Web制作者の学びとオンラインコミュニティ活用

仕事の疑問を相談したり、新しいスキルを身につけるきっかけとして「オンラインコミュニティ」に興味を持っている人は多いと思います。しかし、中には「本当に自分の将来に活かせる場所なのかな…」と、不安を抱く人もいるでしょう。具体的にはどんなメリットを生み出せる場所なのか、「クリエイターズ・シナジーカフェ」運営スタッフに聞いてみました。

クリエイターズ・シナジーカフェ
Web業界に関わるすべての人を対象にしたオンラインコミュニティ。参加者限定のウェビナーやイベントを定期的に開催。 https://creators-synergy-cafe.com/

マリコさんクリエイターズ・シナジーカフェ共同運営者/UX/UIデザイナー、プロダクトマネージャー
せきゆおうさんクリエイターズ・シナジーカフェ共同運営者/Webクリエイター

本当に正しい情報を判断できる場を目指して

「クリエイターズ・シナジーカフェ(以下、シナカフェ)」は、Web業界に携わる人を対象にしたオンラインコミュニティです。参加者限定のウェビナーやイベントを開催したり、メンバー同士が互いに意見交換できる場を提供したりしています。本記事では、シナカフェ運営者のおふたりにお話を伺い、オンラインコミュニティを活用することでどのようなメリットを生み出せるのか、どのように向き合うのがいいのかを探っていきます。

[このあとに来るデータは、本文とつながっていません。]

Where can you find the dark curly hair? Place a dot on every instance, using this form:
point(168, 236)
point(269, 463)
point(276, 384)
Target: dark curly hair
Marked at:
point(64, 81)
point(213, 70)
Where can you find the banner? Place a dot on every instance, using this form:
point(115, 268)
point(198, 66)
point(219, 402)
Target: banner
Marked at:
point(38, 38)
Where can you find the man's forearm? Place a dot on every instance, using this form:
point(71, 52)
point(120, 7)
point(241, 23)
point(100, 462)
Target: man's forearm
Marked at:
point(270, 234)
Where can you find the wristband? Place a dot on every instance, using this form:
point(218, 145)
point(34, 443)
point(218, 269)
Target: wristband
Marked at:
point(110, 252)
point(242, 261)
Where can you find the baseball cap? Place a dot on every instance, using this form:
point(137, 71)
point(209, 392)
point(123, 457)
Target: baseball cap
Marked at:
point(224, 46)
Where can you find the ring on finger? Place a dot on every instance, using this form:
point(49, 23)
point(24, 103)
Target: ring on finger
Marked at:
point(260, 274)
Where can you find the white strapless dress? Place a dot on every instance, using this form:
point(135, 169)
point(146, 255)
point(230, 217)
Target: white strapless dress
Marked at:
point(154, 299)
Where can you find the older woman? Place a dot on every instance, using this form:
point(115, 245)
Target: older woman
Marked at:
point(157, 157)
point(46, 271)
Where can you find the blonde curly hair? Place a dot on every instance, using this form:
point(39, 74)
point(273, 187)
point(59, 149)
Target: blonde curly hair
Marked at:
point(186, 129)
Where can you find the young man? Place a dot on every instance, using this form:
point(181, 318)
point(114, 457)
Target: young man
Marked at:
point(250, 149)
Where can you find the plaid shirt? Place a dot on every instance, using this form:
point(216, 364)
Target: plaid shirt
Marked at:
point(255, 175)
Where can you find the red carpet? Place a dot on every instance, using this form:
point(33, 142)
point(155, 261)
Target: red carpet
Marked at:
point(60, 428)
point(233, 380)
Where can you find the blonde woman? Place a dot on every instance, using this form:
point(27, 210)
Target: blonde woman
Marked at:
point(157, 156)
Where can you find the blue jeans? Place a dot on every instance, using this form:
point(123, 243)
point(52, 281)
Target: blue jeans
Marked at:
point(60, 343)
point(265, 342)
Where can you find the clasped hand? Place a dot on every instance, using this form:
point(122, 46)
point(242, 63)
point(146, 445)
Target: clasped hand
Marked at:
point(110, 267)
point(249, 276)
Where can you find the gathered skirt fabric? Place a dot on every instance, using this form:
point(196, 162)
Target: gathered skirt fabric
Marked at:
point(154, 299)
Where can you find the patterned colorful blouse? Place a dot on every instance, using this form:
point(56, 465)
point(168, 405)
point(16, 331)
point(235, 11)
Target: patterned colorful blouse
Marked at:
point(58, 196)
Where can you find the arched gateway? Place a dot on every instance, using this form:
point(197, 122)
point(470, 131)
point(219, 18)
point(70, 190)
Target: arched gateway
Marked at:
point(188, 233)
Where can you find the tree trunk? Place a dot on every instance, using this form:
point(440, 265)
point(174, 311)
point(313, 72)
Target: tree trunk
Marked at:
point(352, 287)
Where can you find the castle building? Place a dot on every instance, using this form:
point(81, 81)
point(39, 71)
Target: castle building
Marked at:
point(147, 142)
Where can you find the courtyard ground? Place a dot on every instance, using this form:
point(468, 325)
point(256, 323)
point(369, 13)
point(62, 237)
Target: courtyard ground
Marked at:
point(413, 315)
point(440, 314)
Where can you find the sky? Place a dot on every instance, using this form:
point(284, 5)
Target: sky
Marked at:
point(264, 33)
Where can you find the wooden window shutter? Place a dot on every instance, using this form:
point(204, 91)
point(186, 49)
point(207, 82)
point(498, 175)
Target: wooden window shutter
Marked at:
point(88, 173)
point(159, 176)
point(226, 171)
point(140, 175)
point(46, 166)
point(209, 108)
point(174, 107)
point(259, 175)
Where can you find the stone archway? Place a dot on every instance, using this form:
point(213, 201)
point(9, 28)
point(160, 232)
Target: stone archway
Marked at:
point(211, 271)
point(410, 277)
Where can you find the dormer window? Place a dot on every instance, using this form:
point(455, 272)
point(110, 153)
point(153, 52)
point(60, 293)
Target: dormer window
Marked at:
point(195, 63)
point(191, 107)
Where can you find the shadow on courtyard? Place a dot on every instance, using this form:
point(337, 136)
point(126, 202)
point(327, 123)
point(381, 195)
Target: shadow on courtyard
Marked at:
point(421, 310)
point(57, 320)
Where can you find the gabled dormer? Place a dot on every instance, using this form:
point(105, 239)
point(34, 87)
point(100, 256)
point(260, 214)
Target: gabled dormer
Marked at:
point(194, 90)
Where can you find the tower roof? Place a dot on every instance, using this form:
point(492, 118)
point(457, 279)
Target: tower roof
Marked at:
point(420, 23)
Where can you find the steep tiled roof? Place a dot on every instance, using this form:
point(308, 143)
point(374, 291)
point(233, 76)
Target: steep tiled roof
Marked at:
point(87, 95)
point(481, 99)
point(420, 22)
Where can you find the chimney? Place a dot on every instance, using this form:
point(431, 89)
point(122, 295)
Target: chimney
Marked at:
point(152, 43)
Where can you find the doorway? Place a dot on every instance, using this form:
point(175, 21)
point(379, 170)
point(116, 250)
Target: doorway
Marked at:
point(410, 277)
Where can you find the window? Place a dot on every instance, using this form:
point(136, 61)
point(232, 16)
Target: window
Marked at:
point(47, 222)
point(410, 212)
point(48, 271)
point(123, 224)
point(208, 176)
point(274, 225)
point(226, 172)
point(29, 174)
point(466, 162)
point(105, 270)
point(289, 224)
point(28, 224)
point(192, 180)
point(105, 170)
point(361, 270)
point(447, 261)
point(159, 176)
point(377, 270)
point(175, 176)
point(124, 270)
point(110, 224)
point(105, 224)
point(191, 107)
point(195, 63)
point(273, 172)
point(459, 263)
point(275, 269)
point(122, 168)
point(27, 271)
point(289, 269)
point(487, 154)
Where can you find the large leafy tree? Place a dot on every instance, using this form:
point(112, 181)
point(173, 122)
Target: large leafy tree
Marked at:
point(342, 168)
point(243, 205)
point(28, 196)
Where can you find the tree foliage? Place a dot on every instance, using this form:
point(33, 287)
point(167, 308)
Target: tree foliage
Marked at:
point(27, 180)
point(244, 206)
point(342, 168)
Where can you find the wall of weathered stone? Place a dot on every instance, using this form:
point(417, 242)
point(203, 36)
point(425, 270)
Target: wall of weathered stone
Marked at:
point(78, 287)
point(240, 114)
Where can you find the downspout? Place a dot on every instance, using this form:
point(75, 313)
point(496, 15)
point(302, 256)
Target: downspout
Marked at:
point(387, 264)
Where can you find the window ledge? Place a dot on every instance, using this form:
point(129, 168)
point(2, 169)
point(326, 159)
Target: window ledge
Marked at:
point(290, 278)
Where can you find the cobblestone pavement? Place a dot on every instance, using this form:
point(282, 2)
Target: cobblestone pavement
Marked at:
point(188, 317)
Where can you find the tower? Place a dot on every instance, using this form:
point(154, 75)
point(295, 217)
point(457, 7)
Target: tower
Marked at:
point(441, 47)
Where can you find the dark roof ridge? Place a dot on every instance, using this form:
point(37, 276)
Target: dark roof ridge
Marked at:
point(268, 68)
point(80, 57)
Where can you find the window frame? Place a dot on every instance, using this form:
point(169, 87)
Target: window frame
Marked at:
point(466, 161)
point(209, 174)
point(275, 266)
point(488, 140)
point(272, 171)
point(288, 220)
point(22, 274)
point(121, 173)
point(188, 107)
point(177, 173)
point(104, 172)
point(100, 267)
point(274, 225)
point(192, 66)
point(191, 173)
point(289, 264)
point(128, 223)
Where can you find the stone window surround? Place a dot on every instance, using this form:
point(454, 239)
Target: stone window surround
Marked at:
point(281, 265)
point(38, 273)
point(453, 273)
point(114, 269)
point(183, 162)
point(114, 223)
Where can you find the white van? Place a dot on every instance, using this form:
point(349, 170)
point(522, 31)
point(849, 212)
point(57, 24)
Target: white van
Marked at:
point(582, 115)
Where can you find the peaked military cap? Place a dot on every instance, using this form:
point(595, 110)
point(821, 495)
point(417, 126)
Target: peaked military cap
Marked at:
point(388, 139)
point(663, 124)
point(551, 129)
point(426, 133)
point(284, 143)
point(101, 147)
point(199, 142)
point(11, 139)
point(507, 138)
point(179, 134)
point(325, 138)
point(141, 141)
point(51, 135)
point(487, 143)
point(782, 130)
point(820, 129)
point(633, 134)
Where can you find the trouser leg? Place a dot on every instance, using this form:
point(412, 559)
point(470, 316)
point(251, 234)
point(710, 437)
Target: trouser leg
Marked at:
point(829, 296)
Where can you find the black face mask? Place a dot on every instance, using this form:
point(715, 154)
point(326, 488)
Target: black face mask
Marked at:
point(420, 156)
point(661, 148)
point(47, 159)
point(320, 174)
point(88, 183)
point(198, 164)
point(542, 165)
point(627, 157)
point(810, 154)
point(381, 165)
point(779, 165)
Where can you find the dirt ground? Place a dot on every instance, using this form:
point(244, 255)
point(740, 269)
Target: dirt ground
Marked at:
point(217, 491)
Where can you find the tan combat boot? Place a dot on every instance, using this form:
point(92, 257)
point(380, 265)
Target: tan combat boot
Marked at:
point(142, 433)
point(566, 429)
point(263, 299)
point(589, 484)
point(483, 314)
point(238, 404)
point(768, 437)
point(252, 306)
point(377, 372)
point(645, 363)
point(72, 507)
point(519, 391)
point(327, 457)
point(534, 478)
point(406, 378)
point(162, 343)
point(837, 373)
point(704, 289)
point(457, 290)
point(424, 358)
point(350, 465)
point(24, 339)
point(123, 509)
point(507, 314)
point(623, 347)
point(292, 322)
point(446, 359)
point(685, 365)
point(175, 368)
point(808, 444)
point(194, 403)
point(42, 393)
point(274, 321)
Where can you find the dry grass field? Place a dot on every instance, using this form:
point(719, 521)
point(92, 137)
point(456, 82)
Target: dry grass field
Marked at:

最初に、このコミュニティの内容についてご紹介しましょう。

シナカフェができたのは2020年の夏。コロナウイルスの蔓延によって人々の働き方が大きく変わり始め、異業種への転職ニーズも増えてきました。そんな世間の変化に乗じて、安易な謳い文句で会員を募るオンラインサロンが流行り始めたそうです。

「簡単にエンジニアになれるとか、すぐに仕事になるとか景気のいいことを並べていても、実情はまったく違っていたり。仕事をもらえたとしても、中間搾取がひどかったり。そんなサロンが 横行していました」と、シナカフェ運営者のマリコさんは当時を振り返ります。

そんな中、同じくシナカフェ運営者のせきゆおうさんが「主に初学者の人が本当に正しい情報を手に入れられる場所をつくりたい」という思いをTwitterで投げかけ、それに賛同する人が集まって立ち上げに至ったそうです。

シナカフェでは、オンラインスクールや情報系サロンのような「トップダウン式で教える」スタイルではなく、初学者を中心にクリエイター同士が話し合い、お互いのスキルを高めたり問題解決につなげられる「共創型コミュニティ」をコンセプトにしています。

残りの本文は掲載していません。